The text of the Trump administration's new rule makes it explicit that it is rejecting both the old Obama-era AFFH rule, as well as the deregulatory rule HUD put forward in January.

"That proposed rule took steps to reduce federal control of local housing decisions and lessen the burden of data requirements imposed on local governments," it reads. "However, when the President reviewed the proposed rule, he expressed concern that the HUD approach did not go far enough on either prong. For example, grantee jurisdictions were still presented with a HUD list of 'inherent barriers' to overcome, 12 of which directly interfered with local land development decisions."

The new rule is a victory for local control-supporting conservatives. It could well prove a pyrrhic one.

The administration is asserting that because the new rule involves federal grants, and because it has already been the subject of so much attention, it can skip the normal notice-and-comment requirements normally mandated by the Administrative Procedure Acts.

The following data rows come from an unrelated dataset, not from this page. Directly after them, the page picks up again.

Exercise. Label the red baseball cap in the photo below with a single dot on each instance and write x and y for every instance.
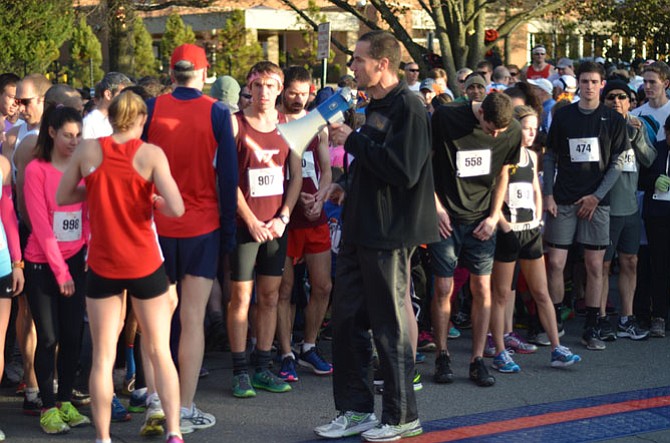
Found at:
(190, 53)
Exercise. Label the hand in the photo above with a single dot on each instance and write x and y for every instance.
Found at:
(485, 229)
(67, 288)
(550, 205)
(18, 280)
(444, 223)
(336, 194)
(588, 204)
(339, 132)
(662, 183)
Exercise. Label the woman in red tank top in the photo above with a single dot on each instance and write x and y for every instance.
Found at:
(120, 173)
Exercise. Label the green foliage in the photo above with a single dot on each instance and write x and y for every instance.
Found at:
(235, 55)
(144, 62)
(85, 56)
(176, 33)
(32, 33)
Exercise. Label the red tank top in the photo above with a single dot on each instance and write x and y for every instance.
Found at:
(261, 167)
(183, 129)
(123, 242)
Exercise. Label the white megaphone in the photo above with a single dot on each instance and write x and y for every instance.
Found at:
(298, 133)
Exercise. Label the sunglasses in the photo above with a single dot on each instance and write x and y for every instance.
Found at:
(24, 101)
(619, 96)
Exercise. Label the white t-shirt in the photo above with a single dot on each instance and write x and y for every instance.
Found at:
(658, 114)
(96, 125)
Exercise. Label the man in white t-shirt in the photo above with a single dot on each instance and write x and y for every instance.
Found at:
(96, 123)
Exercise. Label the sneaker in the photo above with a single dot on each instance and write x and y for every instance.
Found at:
(504, 363)
(632, 330)
(287, 371)
(517, 344)
(242, 386)
(80, 398)
(119, 412)
(393, 432)
(605, 330)
(197, 420)
(426, 341)
(267, 381)
(657, 327)
(51, 422)
(347, 424)
(591, 339)
(443, 372)
(313, 359)
(479, 374)
(417, 381)
(32, 407)
(138, 401)
(70, 415)
(154, 419)
(490, 347)
(561, 357)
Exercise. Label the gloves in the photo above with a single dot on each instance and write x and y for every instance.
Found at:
(662, 183)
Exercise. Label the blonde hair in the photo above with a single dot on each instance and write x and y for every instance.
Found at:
(124, 109)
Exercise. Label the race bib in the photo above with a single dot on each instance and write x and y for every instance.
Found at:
(264, 182)
(473, 163)
(629, 164)
(67, 226)
(520, 196)
(584, 150)
(308, 168)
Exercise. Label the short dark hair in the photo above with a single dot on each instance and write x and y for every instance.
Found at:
(497, 108)
(590, 66)
(383, 45)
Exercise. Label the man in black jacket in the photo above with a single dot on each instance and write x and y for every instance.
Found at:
(389, 210)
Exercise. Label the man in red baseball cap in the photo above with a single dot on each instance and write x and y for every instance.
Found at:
(203, 160)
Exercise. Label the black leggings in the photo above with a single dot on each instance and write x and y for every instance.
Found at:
(58, 321)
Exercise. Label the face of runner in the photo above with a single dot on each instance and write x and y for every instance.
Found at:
(618, 100)
(528, 130)
(590, 85)
(66, 138)
(295, 97)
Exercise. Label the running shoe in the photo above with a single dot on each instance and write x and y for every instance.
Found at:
(393, 432)
(503, 363)
(479, 374)
(443, 372)
(51, 422)
(605, 330)
(138, 401)
(514, 342)
(70, 415)
(561, 357)
(631, 329)
(591, 339)
(154, 418)
(347, 424)
(287, 371)
(657, 327)
(32, 407)
(490, 347)
(267, 381)
(119, 412)
(242, 386)
(196, 420)
(312, 359)
(426, 342)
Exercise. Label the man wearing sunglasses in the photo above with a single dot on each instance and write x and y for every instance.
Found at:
(624, 216)
(539, 68)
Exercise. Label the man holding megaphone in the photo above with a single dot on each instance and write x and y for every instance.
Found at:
(389, 210)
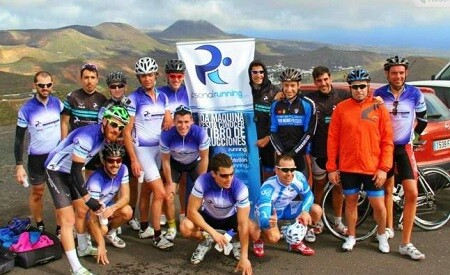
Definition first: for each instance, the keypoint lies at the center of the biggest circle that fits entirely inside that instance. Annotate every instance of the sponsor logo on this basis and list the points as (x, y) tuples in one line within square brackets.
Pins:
[(211, 69)]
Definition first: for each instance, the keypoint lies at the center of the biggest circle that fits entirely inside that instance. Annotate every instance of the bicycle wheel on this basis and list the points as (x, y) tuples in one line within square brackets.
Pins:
[(365, 224), (433, 202)]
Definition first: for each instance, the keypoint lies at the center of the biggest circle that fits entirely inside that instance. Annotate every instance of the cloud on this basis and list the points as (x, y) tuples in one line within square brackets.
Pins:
[(229, 15)]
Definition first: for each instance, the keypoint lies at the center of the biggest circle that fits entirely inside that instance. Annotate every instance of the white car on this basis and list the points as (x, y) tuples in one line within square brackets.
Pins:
[(441, 88)]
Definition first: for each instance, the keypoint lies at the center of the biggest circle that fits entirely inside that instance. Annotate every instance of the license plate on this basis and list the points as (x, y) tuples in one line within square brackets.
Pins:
[(441, 144)]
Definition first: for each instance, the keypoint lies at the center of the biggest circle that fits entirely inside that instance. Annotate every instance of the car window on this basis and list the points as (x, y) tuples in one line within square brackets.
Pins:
[(445, 75), (435, 108)]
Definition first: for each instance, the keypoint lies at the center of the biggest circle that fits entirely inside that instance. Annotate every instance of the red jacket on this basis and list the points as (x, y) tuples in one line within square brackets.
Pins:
[(360, 138)]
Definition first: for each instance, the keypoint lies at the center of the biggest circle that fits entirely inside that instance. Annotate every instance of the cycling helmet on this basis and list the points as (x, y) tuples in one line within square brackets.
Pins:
[(291, 75), (117, 112), (358, 75), (394, 61), (113, 150), (116, 77), (146, 65), (175, 66), (295, 233)]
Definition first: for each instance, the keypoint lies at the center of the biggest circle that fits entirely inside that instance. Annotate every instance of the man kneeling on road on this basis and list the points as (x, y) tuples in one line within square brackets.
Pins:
[(218, 201), (103, 185), (276, 202)]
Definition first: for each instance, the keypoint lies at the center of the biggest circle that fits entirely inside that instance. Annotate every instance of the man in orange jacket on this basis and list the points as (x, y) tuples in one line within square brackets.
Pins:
[(360, 147)]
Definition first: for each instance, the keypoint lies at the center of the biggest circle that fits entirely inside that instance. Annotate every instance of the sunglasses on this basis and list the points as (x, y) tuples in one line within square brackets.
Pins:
[(115, 86), (176, 76), (89, 66), (257, 72), (114, 160), (395, 104), (182, 108), (116, 125), (286, 169), (360, 86), (225, 176), (44, 85)]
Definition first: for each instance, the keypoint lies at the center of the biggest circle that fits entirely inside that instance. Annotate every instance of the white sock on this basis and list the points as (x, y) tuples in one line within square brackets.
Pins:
[(73, 260), (82, 241), (337, 220)]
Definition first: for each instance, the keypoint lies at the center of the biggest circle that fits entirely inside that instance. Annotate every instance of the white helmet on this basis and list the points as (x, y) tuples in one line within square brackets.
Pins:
[(146, 65), (295, 232)]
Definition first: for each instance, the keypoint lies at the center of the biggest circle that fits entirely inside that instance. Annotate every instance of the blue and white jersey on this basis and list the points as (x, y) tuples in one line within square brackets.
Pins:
[(184, 149), (276, 195), (84, 142), (43, 123), (177, 98), (148, 116), (102, 187), (410, 102), (220, 203)]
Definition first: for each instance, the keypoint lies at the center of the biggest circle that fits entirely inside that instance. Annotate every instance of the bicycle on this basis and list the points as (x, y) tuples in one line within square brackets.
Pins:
[(433, 205)]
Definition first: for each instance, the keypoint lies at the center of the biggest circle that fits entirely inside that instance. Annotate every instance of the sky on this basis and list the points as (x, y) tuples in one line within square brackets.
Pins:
[(400, 23)]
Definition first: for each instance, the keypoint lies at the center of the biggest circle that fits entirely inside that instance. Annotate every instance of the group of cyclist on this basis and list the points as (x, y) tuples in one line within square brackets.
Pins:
[(118, 140)]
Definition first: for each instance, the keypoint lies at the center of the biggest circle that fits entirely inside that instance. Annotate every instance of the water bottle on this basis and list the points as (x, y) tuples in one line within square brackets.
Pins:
[(228, 246), (25, 182)]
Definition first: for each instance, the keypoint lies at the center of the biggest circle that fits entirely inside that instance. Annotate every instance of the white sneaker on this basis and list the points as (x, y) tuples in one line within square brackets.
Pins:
[(147, 233), (162, 243), (162, 220), (310, 237), (411, 251), (115, 240), (134, 223), (201, 250), (390, 232), (350, 242), (341, 228), (383, 244), (171, 233)]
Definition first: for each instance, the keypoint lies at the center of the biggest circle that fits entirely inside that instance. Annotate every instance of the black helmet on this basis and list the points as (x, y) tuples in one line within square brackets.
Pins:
[(116, 77), (113, 150), (394, 61), (175, 66), (358, 75), (291, 75)]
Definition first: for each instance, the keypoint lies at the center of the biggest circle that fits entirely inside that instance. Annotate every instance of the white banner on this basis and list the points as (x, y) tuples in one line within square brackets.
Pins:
[(216, 75), (217, 81)]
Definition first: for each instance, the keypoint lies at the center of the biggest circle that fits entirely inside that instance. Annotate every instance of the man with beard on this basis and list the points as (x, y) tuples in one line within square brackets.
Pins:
[(41, 117), (407, 105), (66, 183)]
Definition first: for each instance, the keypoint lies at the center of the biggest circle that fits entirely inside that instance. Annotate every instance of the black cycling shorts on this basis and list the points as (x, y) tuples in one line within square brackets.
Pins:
[(36, 169)]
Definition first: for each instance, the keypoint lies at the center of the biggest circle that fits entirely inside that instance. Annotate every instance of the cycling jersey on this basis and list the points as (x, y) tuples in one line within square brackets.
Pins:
[(403, 116), (186, 149), (220, 203), (102, 187), (360, 138), (148, 116), (325, 105), (84, 142), (276, 195), (176, 98), (43, 124), (293, 125), (83, 107)]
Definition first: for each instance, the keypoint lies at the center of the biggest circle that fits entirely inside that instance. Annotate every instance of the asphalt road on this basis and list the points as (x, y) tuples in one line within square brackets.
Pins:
[(140, 257)]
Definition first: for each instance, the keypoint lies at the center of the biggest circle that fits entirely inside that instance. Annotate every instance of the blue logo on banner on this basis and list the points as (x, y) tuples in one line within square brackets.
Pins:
[(210, 69)]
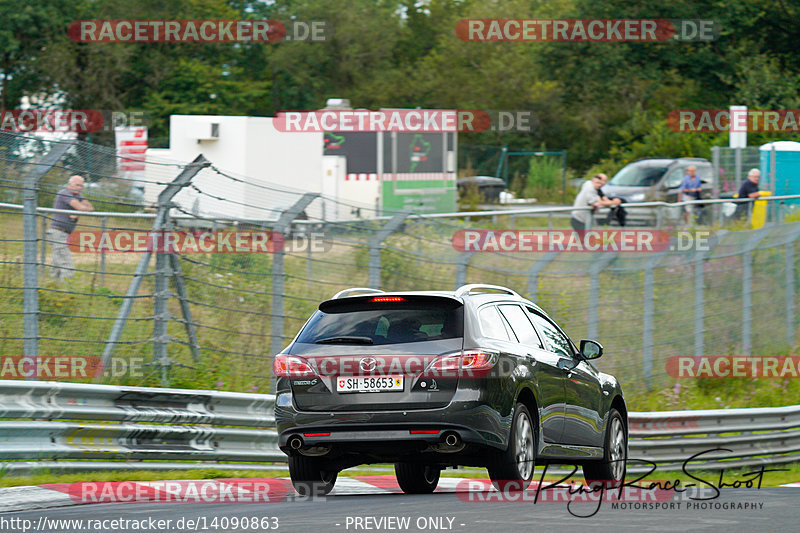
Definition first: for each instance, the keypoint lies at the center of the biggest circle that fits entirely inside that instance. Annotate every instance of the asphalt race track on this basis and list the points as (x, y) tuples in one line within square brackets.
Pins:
[(357, 507)]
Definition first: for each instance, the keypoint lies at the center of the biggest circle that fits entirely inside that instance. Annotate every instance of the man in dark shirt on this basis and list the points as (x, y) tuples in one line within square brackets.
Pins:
[(749, 189), (63, 224)]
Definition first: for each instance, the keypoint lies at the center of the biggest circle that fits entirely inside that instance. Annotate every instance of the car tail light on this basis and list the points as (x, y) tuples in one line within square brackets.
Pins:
[(290, 366), (477, 360), (468, 363)]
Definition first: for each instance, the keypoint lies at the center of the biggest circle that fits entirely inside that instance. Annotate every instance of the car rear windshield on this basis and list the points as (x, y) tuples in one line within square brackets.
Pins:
[(380, 320), (638, 176)]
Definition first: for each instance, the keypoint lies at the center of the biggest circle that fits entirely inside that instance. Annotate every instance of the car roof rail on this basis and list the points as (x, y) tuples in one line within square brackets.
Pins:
[(465, 290), (355, 290)]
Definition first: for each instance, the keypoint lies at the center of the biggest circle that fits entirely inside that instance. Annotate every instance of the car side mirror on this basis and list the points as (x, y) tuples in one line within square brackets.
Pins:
[(591, 349)]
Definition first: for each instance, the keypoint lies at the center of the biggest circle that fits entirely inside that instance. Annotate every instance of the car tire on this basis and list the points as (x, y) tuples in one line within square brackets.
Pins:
[(310, 477), (512, 470), (611, 470), (416, 478)]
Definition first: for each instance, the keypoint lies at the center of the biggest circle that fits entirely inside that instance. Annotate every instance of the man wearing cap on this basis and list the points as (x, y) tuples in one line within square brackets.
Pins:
[(63, 224), (749, 189)]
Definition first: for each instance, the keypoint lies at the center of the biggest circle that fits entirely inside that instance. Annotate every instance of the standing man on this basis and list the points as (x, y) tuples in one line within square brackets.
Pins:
[(589, 196), (749, 189), (63, 224), (690, 190)]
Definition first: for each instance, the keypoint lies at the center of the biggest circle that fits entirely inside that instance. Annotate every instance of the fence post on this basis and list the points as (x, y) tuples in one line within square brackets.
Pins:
[(282, 227), (747, 288), (715, 152), (43, 247), (789, 279), (647, 315), (30, 303), (164, 204), (461, 268), (375, 247), (103, 255), (594, 290), (533, 273), (699, 293), (161, 316)]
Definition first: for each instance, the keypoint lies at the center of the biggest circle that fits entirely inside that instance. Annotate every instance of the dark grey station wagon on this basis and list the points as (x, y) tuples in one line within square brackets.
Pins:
[(428, 380)]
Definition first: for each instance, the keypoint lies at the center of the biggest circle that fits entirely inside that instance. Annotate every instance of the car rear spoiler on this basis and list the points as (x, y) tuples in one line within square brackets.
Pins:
[(355, 290)]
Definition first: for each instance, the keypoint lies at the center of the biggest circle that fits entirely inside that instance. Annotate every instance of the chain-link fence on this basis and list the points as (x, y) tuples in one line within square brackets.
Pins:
[(199, 318)]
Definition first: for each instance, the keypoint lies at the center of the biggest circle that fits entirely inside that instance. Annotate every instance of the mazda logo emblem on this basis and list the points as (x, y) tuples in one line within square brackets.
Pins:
[(368, 364)]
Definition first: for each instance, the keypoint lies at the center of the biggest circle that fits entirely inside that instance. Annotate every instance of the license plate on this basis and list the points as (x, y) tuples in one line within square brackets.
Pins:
[(369, 384)]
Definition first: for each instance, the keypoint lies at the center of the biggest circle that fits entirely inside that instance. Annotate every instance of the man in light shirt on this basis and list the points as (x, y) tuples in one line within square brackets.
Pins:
[(589, 196)]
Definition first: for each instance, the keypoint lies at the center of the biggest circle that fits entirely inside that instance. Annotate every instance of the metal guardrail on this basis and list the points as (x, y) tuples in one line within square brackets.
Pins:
[(100, 422), (543, 210), (100, 427), (749, 437)]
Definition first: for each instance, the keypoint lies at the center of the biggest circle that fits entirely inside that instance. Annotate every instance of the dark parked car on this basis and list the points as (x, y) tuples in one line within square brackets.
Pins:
[(487, 186), (426, 380), (656, 180)]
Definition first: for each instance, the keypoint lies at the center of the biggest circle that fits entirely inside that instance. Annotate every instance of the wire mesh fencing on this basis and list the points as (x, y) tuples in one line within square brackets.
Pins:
[(206, 314)]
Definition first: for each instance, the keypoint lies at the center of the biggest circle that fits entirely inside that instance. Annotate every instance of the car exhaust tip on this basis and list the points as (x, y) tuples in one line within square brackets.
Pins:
[(295, 442), (451, 439)]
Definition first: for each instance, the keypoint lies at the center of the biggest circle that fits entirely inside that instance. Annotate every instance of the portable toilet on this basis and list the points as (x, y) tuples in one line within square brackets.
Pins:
[(780, 168)]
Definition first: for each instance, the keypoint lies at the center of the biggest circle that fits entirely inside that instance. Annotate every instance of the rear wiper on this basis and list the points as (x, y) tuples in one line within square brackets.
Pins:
[(345, 340)]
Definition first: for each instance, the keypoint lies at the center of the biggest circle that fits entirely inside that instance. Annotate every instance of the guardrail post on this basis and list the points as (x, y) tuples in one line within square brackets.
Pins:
[(375, 247), (747, 289), (594, 290), (30, 304), (461, 268), (164, 203), (533, 273), (282, 227)]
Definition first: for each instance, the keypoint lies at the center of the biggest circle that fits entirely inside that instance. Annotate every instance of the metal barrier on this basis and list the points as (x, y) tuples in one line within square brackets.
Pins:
[(89, 427), (720, 438), (102, 422)]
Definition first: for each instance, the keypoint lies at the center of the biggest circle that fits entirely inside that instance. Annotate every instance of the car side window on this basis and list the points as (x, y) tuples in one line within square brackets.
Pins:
[(520, 325), (492, 324), (674, 178), (556, 340)]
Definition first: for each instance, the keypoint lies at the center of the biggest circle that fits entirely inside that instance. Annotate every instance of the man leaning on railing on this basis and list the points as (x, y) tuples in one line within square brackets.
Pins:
[(62, 225), (749, 189)]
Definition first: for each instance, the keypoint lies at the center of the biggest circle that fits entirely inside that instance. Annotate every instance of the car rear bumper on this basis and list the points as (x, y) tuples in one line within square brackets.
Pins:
[(475, 423)]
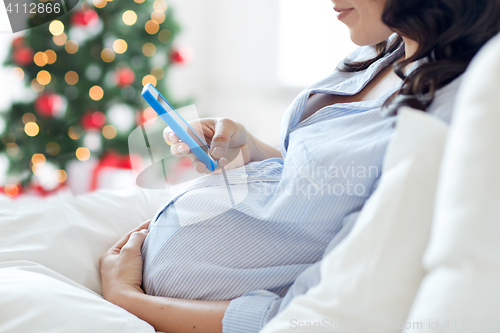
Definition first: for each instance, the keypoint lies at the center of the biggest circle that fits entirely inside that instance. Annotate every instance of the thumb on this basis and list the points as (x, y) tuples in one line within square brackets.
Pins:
[(136, 239), (224, 129)]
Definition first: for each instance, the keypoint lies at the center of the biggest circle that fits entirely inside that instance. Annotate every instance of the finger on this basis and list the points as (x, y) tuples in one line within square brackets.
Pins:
[(180, 149), (135, 240), (223, 162), (224, 129), (169, 136), (124, 239)]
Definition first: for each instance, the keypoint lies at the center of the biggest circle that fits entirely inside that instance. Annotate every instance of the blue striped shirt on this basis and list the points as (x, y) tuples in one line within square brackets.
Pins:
[(291, 211)]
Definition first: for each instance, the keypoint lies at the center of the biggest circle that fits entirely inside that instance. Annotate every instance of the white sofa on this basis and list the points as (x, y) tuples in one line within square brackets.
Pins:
[(423, 256)]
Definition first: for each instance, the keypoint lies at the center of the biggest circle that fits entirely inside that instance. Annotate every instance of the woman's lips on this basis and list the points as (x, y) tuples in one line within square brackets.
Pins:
[(343, 12)]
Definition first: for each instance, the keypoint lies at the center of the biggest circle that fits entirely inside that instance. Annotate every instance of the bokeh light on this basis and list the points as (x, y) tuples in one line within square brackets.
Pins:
[(96, 93), (71, 78), (11, 190), (152, 27), (149, 49), (120, 46), (38, 159), (51, 56), (12, 149), (43, 77), (31, 129), (40, 59), (28, 117), (74, 133), (82, 153), (71, 47), (60, 40), (158, 17), (107, 55), (165, 36), (56, 27), (109, 131), (129, 17), (100, 3), (36, 86), (149, 79), (17, 74), (53, 148)]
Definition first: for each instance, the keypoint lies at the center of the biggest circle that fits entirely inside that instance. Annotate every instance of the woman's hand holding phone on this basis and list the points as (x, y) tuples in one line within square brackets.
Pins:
[(226, 138)]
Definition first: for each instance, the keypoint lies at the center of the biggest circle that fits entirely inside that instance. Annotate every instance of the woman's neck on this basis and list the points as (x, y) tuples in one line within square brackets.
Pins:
[(411, 47)]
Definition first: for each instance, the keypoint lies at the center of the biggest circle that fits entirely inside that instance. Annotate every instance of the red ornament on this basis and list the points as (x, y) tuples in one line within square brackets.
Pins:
[(125, 77), (93, 120), (48, 105), (181, 55), (84, 18), (23, 55)]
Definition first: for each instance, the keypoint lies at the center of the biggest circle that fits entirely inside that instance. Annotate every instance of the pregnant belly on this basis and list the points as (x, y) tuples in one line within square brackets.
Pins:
[(228, 254)]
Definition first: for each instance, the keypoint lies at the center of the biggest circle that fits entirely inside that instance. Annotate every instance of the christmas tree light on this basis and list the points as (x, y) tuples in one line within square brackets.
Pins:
[(87, 69)]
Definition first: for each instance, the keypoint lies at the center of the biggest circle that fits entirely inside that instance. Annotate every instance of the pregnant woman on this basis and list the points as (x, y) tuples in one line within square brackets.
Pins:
[(231, 269)]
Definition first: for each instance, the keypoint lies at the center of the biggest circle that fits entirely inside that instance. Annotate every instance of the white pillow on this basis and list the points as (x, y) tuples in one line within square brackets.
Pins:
[(368, 281), (36, 299), (461, 292), (69, 234)]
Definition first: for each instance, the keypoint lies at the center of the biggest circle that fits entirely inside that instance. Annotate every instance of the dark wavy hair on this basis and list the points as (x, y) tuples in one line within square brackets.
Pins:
[(448, 32)]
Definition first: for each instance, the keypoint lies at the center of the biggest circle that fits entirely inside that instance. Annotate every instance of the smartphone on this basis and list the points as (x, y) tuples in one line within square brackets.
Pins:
[(179, 126)]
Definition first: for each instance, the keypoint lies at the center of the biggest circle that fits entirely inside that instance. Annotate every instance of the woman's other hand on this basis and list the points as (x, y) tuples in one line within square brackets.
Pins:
[(121, 265), (226, 138)]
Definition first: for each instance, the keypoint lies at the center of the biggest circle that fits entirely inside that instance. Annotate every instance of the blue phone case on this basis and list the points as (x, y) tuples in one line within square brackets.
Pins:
[(178, 130)]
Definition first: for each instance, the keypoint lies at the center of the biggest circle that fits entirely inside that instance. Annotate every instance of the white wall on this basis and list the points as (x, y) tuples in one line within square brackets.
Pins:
[(235, 71)]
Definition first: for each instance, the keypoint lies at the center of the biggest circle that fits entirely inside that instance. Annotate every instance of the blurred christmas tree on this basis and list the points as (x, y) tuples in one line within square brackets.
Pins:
[(88, 68)]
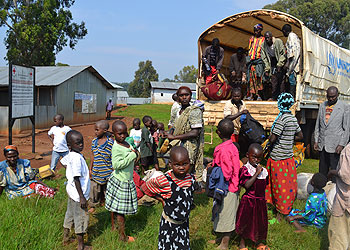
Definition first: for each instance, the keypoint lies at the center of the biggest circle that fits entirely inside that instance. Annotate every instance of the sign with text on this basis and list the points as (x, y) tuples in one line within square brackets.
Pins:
[(22, 91)]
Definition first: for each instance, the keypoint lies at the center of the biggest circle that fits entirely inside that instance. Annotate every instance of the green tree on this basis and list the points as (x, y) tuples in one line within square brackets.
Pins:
[(168, 80), (61, 64), (187, 74), (140, 86), (38, 29), (125, 85), (328, 18)]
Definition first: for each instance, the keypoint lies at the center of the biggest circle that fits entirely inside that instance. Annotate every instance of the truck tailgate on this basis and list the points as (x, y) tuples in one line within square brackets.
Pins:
[(263, 111)]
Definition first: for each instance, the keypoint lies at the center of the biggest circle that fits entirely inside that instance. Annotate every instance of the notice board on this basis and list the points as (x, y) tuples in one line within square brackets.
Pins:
[(22, 91), (84, 103)]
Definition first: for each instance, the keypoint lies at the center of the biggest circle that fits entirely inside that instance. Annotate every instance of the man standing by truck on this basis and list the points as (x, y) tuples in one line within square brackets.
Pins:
[(293, 57), (274, 57), (331, 130)]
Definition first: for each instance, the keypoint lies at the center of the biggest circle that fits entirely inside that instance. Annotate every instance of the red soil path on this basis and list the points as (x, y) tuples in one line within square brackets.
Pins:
[(43, 145)]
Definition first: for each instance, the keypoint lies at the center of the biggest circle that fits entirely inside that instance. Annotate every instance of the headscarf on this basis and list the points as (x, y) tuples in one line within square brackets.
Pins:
[(284, 102), (199, 104), (258, 26), (9, 148), (184, 87)]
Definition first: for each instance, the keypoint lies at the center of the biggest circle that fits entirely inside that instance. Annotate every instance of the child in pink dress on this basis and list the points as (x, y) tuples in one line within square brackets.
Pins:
[(251, 220), (226, 156)]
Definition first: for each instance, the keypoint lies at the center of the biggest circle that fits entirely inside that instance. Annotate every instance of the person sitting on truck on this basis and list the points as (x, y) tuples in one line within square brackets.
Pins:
[(214, 56), (331, 131), (274, 57), (255, 66), (282, 189), (293, 57), (233, 109), (238, 67)]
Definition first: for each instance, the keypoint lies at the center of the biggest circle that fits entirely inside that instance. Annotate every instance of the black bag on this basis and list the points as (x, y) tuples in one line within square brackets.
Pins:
[(252, 129), (209, 192)]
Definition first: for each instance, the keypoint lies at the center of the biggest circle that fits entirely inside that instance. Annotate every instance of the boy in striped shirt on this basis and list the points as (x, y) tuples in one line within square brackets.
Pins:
[(101, 162)]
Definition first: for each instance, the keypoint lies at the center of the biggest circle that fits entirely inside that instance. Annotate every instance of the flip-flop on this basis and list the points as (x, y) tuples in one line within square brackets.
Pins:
[(263, 247), (131, 239), (273, 221)]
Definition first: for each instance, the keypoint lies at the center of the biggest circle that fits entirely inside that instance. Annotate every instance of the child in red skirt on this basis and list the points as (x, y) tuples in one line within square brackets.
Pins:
[(251, 222)]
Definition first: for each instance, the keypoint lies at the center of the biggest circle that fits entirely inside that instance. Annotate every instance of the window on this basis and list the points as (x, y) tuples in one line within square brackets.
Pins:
[(46, 96)]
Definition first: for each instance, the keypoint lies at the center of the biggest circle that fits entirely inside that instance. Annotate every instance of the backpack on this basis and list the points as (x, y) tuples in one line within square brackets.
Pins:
[(218, 89), (252, 129)]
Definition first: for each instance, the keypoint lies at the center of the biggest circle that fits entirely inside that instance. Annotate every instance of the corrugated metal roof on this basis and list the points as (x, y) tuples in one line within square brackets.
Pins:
[(54, 75), (172, 85), (122, 93), (116, 86)]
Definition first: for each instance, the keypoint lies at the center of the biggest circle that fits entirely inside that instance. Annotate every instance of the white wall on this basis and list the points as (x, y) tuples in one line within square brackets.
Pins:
[(111, 93), (162, 95), (165, 95)]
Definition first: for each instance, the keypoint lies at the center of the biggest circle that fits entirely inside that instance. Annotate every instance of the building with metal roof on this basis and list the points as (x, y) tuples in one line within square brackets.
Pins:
[(161, 92), (77, 92)]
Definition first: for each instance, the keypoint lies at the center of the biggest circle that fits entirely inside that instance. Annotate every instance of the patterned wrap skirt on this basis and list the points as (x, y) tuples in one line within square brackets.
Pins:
[(282, 188), (121, 197)]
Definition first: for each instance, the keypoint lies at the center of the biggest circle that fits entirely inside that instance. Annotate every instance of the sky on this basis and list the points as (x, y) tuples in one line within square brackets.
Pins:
[(123, 33)]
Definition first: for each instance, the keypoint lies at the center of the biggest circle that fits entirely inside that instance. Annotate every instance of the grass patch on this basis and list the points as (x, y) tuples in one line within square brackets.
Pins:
[(38, 223), (159, 112)]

"They are doing it by a process I can only call executive fiat. It is just a complete end-run around the rulemaking process. There's no notice-and-comment. it's just put out as a final rule," says Goldberg.

That could make the new Preserving Community and Neighborhood Choice rule vulnerable to legal challenges on procedural grounds alone, she says. Failure to properly follow the APA is partially what doomed Trump's attempt to rescind Obama's DACA order.

Hendrix says that both the president's comments defending the rule, and the text of the rule itself make it vulnerable to legal challenges on substantive grounds as well.

"When Trump himself said, and this rule says, this is not about fair housing, this is about defending the suburbs, I think a court could rightfully determine you are missing the point of the Fair Housing Act," Hendrix says.

Fair housing groups are already asserting that the rule will not pass legal muster. Goldberg says that while its too early to say whether the NFHA will take legal action, all options are on the table.

Furth cautions that we shouldn't overinterpret the impact of the Obama-era AFFH rule.

"People on the right and on the left are both willing to say the Obama AFFH was this big power thing, and it either powerful and scary or powerful and just," he says. "They both have an interest in making it appear more powerful than what it is."

But by reversing course on its own proposed rule, the Trump administration has passed on an opportunity to impose a fair housing rule that would do a better job of fulfilling the purpose of the fair housing act, while also incentivizing freer markets in land use across the country.

It's a symbolic defeat for those who had hoped that Trump's deregulatory promises and the explicitly YIMBY-inflected rhetoric coming from administration officials would prevail over his toxic culture war politics.